Step 10: Validate on the field
With all gains tuned on blocks, put the robot on the ground for a final checkout.
- Translate in all four directions (forward, backward, left, right). The robot should move cleanly without pulling to one side.
- Strafe diagonally. Verify the path is straight, not curved.
- Spin in place. The robot should rotate smoothly without translating.
- Drive and rotate simultaneously. Field-centric control should feel intuitive.
- Check odometry. Drive a known distance and compare the AdvantageScope pose to the real position. Heading should also match.
- Run a known autonomous path.

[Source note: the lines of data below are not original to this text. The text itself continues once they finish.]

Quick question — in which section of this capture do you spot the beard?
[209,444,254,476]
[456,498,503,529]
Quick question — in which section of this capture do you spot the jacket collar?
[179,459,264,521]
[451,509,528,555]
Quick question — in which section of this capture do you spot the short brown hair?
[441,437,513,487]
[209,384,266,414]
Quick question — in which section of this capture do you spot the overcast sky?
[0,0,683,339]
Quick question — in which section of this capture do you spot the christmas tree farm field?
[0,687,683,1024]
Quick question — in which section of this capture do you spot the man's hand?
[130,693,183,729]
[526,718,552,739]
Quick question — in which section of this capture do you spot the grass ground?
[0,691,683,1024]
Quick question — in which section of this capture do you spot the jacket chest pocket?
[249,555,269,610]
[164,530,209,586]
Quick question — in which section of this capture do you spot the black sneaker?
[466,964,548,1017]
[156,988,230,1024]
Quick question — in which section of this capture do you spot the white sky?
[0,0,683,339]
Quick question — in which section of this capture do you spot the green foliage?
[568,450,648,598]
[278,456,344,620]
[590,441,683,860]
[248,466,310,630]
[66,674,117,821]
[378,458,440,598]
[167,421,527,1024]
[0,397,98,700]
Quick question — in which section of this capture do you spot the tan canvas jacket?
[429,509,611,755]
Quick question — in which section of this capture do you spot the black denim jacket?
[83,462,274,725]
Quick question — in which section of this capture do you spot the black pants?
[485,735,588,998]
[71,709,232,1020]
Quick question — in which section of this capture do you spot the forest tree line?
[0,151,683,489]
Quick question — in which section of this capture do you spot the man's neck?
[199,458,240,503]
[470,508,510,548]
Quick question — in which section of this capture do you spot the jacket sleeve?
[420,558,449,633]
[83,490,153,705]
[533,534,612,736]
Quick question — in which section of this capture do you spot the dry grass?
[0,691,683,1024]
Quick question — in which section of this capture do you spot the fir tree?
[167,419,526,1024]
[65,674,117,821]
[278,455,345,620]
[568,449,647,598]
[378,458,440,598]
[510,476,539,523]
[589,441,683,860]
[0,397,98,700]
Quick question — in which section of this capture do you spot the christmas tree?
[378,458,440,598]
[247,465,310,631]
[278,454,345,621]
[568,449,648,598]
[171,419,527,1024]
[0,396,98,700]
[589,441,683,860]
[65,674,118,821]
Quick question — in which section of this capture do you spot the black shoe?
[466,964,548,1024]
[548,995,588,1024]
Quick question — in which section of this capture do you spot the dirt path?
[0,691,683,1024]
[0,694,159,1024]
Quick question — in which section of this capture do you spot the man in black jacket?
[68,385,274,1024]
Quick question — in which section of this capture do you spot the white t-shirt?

Compare planned vs. actual trajectory in AdvantageScope.
Troubleshooting quick reference:
| Symptom | Likely cause |
|---|---|
| Robot drives sideways or at an angle | Module CAN IDs swapped between JSON files |
| Wheels point in random directions | Absolute encoder offsets are wrong (Step 2) |
| Robot spins uncontrollably | Motor inversions are wrong (Step 3) |
| Odometry drifts over time | Gear ratios or wheel diameter incorrect (Step 4) |
| Odometry shows backward when driving forward | Add 180° to all encoder offsets (Step 2) |
| Wheels stutter or vibrate | Angle or drive PID too high (Steps 5–6) |
| Wheels respond slowly | Angle or drive PID too low (Steps 5–6) |
| Robot overshoots heading target | Heading Kp too high or Kd too low (Step 8) |
| Auto path tracking is sloppy | Path-following PID needs tuning (Step 9) |
Configuration file quick reference
| Concern | File | Key fields |
|---|---|---|
| IMU type and CAN ID | swerve/swervedrive.json |
imu.type, imu.id, invertedIMU |
| Module CAN IDs | swerve/modules/<module>.json |
drive.id, angle.id, encoder.id |
| Absolute encoder offset | swerve/modules/<module>.json |
absoluteEncoderOffset (degrees) |
| Motor inversions | swerve/modules/<module>.json |
inverted.drive, inverted.angle |
| Gear ratios / wheel size | swerve/modules/physicalproperties.json |
conversionFactors.angle.gearRatio, .drive.* |
| Per-module gear overrides | swerve/modules/<module>.json |
conversionFactors (overrides physicalproperties) |
| Default motor PIDF | swerve/modules/pidfproperties.json |
drive.p/i/d/f, angle.p/i/d/f |
| Per-module motor PIDF | swerve/modules/<module>.json |
drive.p/i/d, angle.p/i/d |
| Heading PID (deploy) | swerve/controllerproperties.json |
heading.p/i/d |
| Heading PID (runtime) | subsystems.json → driveBaseSubsystem |
headingKp, headingKi, headingKd |
| Path-following PID | subsystems.json → driveBaseSubsystem |
pathTranslationKp/Ki/Kd, pathRotationKp/Ki/Kd |
| Max speeds | subsystems.json → driveBaseSubsystem |
maximumLinearSpeedFeetPerSecond, maximumAngularSpeedDegreesPerSecond |
| Current limits / ramp rate | swerve/modules/physicalproperties.json |
currentLimit.*, rampRate.* |
Code structure
| File | Purpose |
|---|---|
DriveBaseSubsystem.java |
Owns odometry, field-relative driving, holonomic pose chasing, joystick scaling, and AdvantageKit logging |
commands/MoveFieldManualCommand.java |
Applies field-relative chassis speeds from joystick input |
commands/DriveBaseSubsystemCommandFactory.java |
Wires driver axes, sets the default manual command, and exposes SysId commands via YAGSL |
commands/PathPlannerCommandFactory.java |
Builds autonomous path-following commands from deployed .auto files |
config/DriveBaseSubsystemConfig.java |
Tunables for max speed, PID gains, tolerances, and joystick sensitivity |
io/DriveBaseIO.java |
AdvantageKit IO interface — defines logged inputs for pose, gyro, and module states |
io/DriveBaseIOYagsl.java |
YAGSL hardware implementation — pulls data from the active SwerveDrive |
Status / TODO
Done
- Field-centric swerve driving with deadband and scaling.
- Odometry via YAGSL's
SwerveDrivePoseEstimator. - Vision measurement injection for pose fusion.
- PathPlanner integration for autonomous paths.
- SysId support via YAGSL helpers.
- Sim-friendly fallback when subsystem is disabled.
- Calibration and tuning guide added to this README.
TODO
- Add more autonomous poses and driver aids as needed.